10. El uso de un anticuerpo capaz de enlazarse específicamente a un epítopo de la proteína de la secuencia Seq. Id. No. 2 o Seq. Id. No. 5 en un método in vitro para la identificación de una enfermedad hiperproliferativa o una predisposición genética a la misma.

11. El uso del ácido nucleico de la Seq. Id. No. 1 para la producción de un medicamento para el tratamiento por medio de terapia génica de una enfermedad hiperproliferativa asociada con una proteína de la Seq. Id. No. 2 o la Seq. Id. No. 5.

12. Una composición farmacéutica para el tratamiento de una enfermedad hiperproliferativa, que comprende a una proteína como la expuesta en la Seq. Id. No. 2 o la Seq. Id. No. 5 y una secuencia de ácido nucleico como la expuesta en la Seq. Id. No. 1 o que codifica a la proteína de la Seq. Id.
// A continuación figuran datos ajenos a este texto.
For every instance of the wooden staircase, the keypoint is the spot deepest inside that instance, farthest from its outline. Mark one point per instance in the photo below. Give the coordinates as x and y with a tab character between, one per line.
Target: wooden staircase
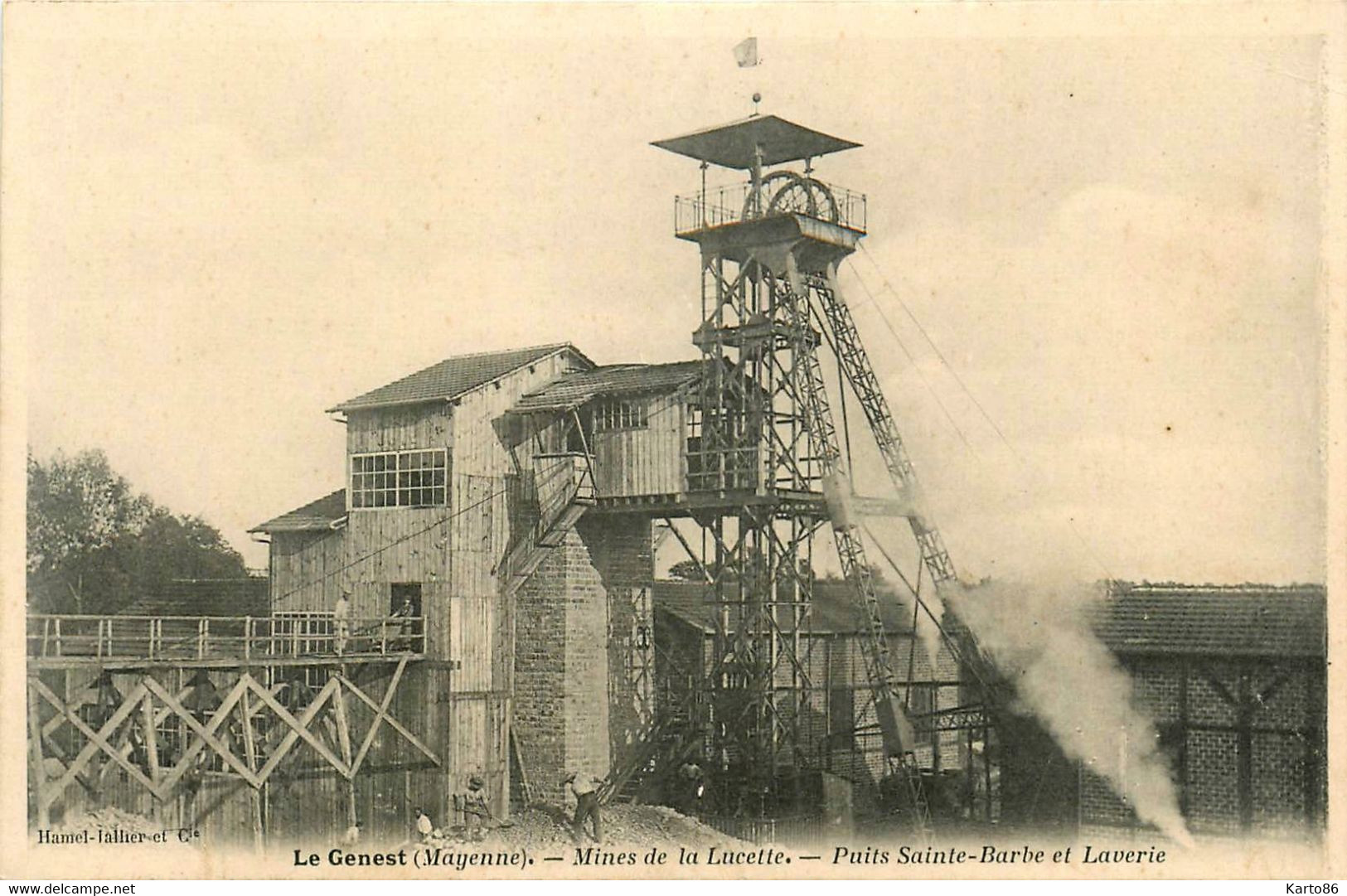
564	488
No. 5.

13. La composición farmacéutica de la reivindicación 12 para el tratamiento de tumores benignos y malignos.

14. La composición farmacéutica de la reivindicación 12, en donde la enfermedad hiperproliferativa es cáncer de pulmón.

15. La composición farmacéutica de la reivindicación 12, en donde la enfermedad hiperproliferativa es cáncer de riñón.

16. La composición farmacéutica de la reivindicación 12, en donde la enfermedad hiperproliferativa es cáncer de estómago.

17. El uso de un oligonucleótido que específicamente hibrida a una región de un ARNm que codifica a la proteína de la Seq. Id. No. 2 o la Seq. Id. No. 5 para la producción de un medicamento para la terapia de enfermedades hiperproliferativas y/o de enfermedades caracterizadas por una incorrecta diferenciación celular.

18. El uso de la reivindicación 17, en donde dicho oligonucleótido comprende modificaciones químicas.

19. El uso de un ARN bicatenario (dsARN) para silenciamiento génico in vitro en donde dicho ARN tiene una secuencia de nucleótidos que es complementaria a una región de exón de un gen que codifica una proteína de la secuencia Seq. Id. No. 2 o la Seq. Id. No. 5.

20. El uso de un ARN bicatenario (dsARN) para la producción de un medicamento para la terapia de enfermedades hiperproliferativas y/o de enfermedades caracterizadas por una incorrecta diferenciación celular, en donde dicho ARN tiene una secuencia de nucleótidos que es complementaria a una región de exón de un gen que codifica a la proteína de la Seq. Id. No. 2 o la Seq. Id. No. 5.

21. El uso de la reivindicación 19 ó 20, en donde dicho ARN tiene una longitud aproximadamente de 200-2000 pares de bases, preferiblemente 700-800 pares de bases.

22. El uso de la reivindicación 19 ó 20, en donde dicho ARN tiene una longitud aproximadamente de 18-25 pares de bases, preferiblemente 20-22 pares de bases.